Course syllabus

TME192 Active Safety / Aktiv Säkerhet Course Plan 2022/2023

 

TME192 Active Safety is an elective course offered from the Mechanics and Maritime Sciences Department in the Master Programme for Mobility Engineering (MPAUT). The course is 7.5 credits; the possible grades are 5, 4, 3, not passed, the course is in English.

Aim

The objective of this course is to introduce the students to the design and evaluation of active safety systems, merging an industrial and an academic perspective. In this course, the focus will be on the current design challenges and evaluation methodologies for the development of active safety systems. This course consists of four parts: safety-relevant events, active safety systems, human factors in active safety, and active safety evaluation.
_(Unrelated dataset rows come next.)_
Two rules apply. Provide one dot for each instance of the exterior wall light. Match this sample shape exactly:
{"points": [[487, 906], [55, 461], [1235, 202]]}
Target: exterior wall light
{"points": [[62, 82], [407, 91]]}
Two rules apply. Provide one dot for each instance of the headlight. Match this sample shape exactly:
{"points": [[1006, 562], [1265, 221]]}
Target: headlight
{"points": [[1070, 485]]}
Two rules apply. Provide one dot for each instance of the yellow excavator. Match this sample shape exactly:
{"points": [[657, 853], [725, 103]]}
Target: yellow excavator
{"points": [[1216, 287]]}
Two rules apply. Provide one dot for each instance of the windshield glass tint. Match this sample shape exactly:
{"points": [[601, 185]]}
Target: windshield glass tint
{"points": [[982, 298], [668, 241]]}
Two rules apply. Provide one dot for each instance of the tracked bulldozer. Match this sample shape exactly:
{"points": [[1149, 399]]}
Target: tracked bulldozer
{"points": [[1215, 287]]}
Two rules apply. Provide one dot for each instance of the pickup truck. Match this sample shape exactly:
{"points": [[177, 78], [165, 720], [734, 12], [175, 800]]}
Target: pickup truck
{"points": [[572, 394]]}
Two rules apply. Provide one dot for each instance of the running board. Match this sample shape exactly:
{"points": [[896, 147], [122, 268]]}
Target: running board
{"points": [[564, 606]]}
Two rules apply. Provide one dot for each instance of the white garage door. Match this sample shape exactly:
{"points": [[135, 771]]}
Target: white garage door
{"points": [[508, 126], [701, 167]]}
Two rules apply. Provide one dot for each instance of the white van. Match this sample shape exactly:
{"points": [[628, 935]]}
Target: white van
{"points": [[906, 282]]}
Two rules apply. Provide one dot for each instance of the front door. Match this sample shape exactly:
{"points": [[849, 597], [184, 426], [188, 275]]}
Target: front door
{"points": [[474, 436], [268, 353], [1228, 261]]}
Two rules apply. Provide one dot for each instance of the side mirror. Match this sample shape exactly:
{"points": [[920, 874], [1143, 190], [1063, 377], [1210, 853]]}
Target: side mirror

Course-specific prerequisites

  • BSc in Engineering
  • Good programming skills (ideally in Matlab)
  • Having attended the course TME202 vehicle and traffic safety is recommended

Learning outcomes (after completion of the course the student should be able to)

  • Explain the role of accidentology in the development of active safety systems.
  • Identify constraints and trade-offs for the selection of sensors for the design of active safety systems.
  • Analyse and apply basic algorithms for signal processing, threat assessment, and decision making.
  • Explain the role of human factors in the design of active safety and automated vehicles.
  • Describe the rationale, architecture, and challenges in the development of wireless applications such as cooperative systems.
  • Compare the currently available tools for the evaluation of active safety systems.
  • Identify the challenges in the analysis of real traffic data from field-operational-tests or naturalistic studies.
  • Explain the new safety challenges introduced by automated driving.

Content

Safety-relevant events
- Crash analysis and crash data
- Analysis of crashes and near-crashes from field data

Active safety applications
- Sensors for active safety
- Data processing, threat assessment, and decision making
- Wireless applications (e.g. cooperative systems)
- Automated vehicles

Human factors
- Driver behavior
- Driver modeling

Active safety evaluation
- Driving simulators
- Naturalistic evaluation (e.g. field operational test)
- Counterfactual analysis and evaluation in virtual environments

Organisation

  • Lectures
  • Short applied exercises
  • Active safety assignment
  • Visits

Literature

Handouts from the lectures, journal papers, datasheets, and data dictionaries will be available on-line on the course webpage.

Examination

- Exam, 4 p, graded
- Active safety project, 3.5p, graded

The final grade is the grade from the exam. A poor project or an excellent project may impact your grade (please see instruction for the project to understand how).

Time and place for the examination are on the student portal.

Examples of previous exams are available on this course webpage.

Teaching Team

Examiner: Marco Dozza

Teachers: Jonas Bärgman, Giulio Bianchi-Piccinini, Marco Dozza

Teaching assistants: Tianyou Li, Alexander Rasch, Pierluigi Olleja

Schedule

Ten hours a week are allocated for this course:

  • 13:15-17:00 on Mondays
  • 8:00-11:45 on Thursdays
  • 15:15-17:00 on Fridays

In a typical week, lectures will be on Mondays (13:15-15:00) and Thursdays (8:00-9:45), and exercises on Mondays (15:15-17:00) and Thursdays (10:00-11:45). Help for the active safety project will be offered on Fridays (15:15-17:00).

A complete schedule, with the title of the lectures and the name of the lecturers, is continuously updated on CANVAS. The room for each lecture/exercise is posted on TimeEdit.